- DVD cover
- Directed by: Wayne Wang
- Written by: Jean-Claude Carrière Larry Gross Paul Theroux Wayne Wang
- Produced by: Lydia Dean Pilcher Jean-Louis Piel Wayne Wang
- Starring: Jeremy Irons; Gong Li; Maggie Cheung; Michael Hui; Rubén Blades;
- Cinematography: Vilko Filač
- Edited by: Christopher Tellefsen
- Music by: Graeme Revell
- Distributed by: Trimark Pictures
- Release date: September 4, 1997;
- Running time: 99 minutes
- Country: United States
- Languages: English Cantonese
- Box office: $2,178,160

= Chinese Box =

1997 US romantic drama film by Wayne Wang

Chinese Box is a 1997 romantic drama film directed by Wayne Wang and starring Jeremy Irons, Gong Li, Maggie Cheung, and Michael Hui. It is set and was made at the time of Hong Kong's handover to the People's Republic of China on June 30, 1997. The film credits Paul Theroux as a source for the story, based on themes he explores in his 1997 novel Kowloon Tong. It enjoyed modest box office success in the United States.

== Plot ==
The movie unfolds at least nine different stories on very different levels.

First, there is John as a reporter, trying to capture interesting scenes on the streets of Hong Kong, persuading himself his work gives his life a tangible meaning.

Second, there is Vivian who is looking to find a balance in life, trying to escape from the underground she once was a part of and forget about her past, but is hindered in her attempts by prejudices that go back thousands of years in the Chinese society (including Hong Kong).

Third, there is Vivian (still), with a chance to discard most of her problems by simply marrying John and moving to England with him. Even though she is tempted to do so, she knows this would just be running away from the core of the problem and could not be a long-term solution, mostly because of their different cultural backgrounds and maybe even because of a subtle uncertainty regarding John's ex-wife and former life.

Fourth, there is Jean, with her own story and with a typical Hong Kong here-today-who-knows-where-tomorrow attitude - living the moment, enjoying and suffering at the same time, embodying a perfect reflection of modern life, especially so easily seen in Hong Kong in the late 1990s. She understands all of the different kinds of hardships that come in life and, with her face somewhat disfigured, is marked more intensely than most, but also knows where to draw the line in selling herself. John tries to help her, but does that in a dishonest way, which disappoints her tremendously. According to a note in film's credits, Jean's story was inspired by a short story by the American-British author Rachel Ingalls.

Fifth, there are John and Jim. Close, mutually understanding, with enough humor and sarcasm to keep them going through both the good and the bad days. Even though their outlooks towards life differ significantly, their love for the job (journalism) creates a strong bond of true friendship.

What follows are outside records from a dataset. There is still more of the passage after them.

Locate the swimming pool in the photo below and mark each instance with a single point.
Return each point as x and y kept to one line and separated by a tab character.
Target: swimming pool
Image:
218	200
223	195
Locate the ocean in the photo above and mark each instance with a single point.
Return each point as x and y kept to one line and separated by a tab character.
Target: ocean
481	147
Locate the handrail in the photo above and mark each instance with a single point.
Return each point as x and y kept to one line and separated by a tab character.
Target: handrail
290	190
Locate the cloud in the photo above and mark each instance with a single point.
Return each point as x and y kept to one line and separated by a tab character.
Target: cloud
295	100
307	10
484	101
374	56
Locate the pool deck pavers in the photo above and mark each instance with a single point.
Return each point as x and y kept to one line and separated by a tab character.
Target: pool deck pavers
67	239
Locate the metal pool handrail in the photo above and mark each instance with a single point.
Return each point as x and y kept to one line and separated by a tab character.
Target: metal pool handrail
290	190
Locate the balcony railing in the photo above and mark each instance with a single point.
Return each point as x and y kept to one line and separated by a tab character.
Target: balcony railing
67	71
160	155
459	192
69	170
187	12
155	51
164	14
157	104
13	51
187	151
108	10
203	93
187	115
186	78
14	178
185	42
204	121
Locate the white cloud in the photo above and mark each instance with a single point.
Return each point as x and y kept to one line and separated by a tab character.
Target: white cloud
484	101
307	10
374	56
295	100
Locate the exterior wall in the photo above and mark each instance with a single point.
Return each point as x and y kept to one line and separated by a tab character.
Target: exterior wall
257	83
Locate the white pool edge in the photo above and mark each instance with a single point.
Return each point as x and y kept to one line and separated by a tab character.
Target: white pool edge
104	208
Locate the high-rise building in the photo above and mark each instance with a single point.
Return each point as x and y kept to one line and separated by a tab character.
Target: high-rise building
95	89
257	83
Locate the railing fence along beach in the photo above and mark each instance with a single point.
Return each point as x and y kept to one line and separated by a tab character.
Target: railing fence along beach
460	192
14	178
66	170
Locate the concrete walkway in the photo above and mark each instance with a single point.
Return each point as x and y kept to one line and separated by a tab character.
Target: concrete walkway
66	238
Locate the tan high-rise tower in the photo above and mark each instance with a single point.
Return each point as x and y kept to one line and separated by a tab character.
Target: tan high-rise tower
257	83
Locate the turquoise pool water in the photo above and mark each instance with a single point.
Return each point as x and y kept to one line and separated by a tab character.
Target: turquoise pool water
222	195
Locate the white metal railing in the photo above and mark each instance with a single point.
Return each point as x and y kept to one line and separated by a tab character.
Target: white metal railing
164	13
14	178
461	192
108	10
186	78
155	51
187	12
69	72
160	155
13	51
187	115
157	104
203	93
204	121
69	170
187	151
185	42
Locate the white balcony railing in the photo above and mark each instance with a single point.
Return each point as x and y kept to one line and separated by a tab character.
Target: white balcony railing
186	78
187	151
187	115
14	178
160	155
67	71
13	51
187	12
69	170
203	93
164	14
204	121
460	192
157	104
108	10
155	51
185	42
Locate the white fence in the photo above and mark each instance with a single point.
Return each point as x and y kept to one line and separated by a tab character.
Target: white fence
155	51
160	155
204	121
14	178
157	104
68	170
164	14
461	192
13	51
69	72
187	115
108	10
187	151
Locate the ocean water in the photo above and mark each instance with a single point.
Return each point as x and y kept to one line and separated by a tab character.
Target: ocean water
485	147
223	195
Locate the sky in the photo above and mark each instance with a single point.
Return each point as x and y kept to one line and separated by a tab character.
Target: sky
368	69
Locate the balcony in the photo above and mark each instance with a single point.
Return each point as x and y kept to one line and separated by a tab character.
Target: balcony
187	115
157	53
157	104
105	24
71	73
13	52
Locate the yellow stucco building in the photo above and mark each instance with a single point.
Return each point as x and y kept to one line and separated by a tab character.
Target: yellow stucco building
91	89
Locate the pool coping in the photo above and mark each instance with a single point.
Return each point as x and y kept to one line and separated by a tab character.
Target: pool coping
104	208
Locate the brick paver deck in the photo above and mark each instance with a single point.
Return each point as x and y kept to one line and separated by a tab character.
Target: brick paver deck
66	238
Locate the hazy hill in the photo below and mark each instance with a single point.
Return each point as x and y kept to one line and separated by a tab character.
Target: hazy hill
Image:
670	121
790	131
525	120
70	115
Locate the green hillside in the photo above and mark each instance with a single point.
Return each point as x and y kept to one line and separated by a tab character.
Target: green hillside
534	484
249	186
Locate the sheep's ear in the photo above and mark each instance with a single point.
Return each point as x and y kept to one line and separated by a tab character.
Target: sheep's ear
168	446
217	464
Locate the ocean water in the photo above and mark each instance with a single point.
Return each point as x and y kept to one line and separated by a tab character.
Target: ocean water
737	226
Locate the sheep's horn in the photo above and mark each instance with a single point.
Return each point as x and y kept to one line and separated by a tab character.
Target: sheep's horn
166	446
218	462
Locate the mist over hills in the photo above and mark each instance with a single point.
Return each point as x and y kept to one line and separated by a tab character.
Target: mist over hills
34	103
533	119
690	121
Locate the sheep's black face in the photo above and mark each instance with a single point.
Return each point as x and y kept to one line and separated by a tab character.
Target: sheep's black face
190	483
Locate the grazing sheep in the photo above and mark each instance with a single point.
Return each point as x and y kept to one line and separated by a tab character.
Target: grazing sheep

Sixth, there is Chang, a man of power, of high position, but a wimp in his heart. His immense wealth cannot replace what he lacks in personality. He has no charisma, no morality, no care, and exists purely on his imaginary throne of pretentiousness and status. While he is ashamed of Vivian, he does love her, but in a pathetic, cowardly way. He is very much into 'saving face' and can not find an equilibrium in his life (professional nor personal). He agrees to marry Vivian, but deceives her by arranging merely a mock wedding photo session, so she could have some pictures to send to her family. Vivian burns all of the photos and accepts the notion she will never be happy nor free.

Seventh, there are John and Vivian. A story of true love that just isn't meant to be. Not because they wouldn't want it to, but because of the constraints of the societies they live in.

Eighth, there is John (again), perplexed with his own mortality, which he is suddenly forced to face.

Ninth, there is the political aspect of Hong Kong politically becoming a part of China again, which (at the time) was a great uncertainty.

==Production==
The movie shows the actual temporary press room which was specially set up for the press coverage of the handover, and located in the old part of the Convention and Exhibition Centre.

Certain scenes were shot at the Main Bar of the Foreign Correspondents' Club.

The main characters residence in the film was shot in a flat located along Central–Mid-Levels escalators, just below Hollywood Road in Central.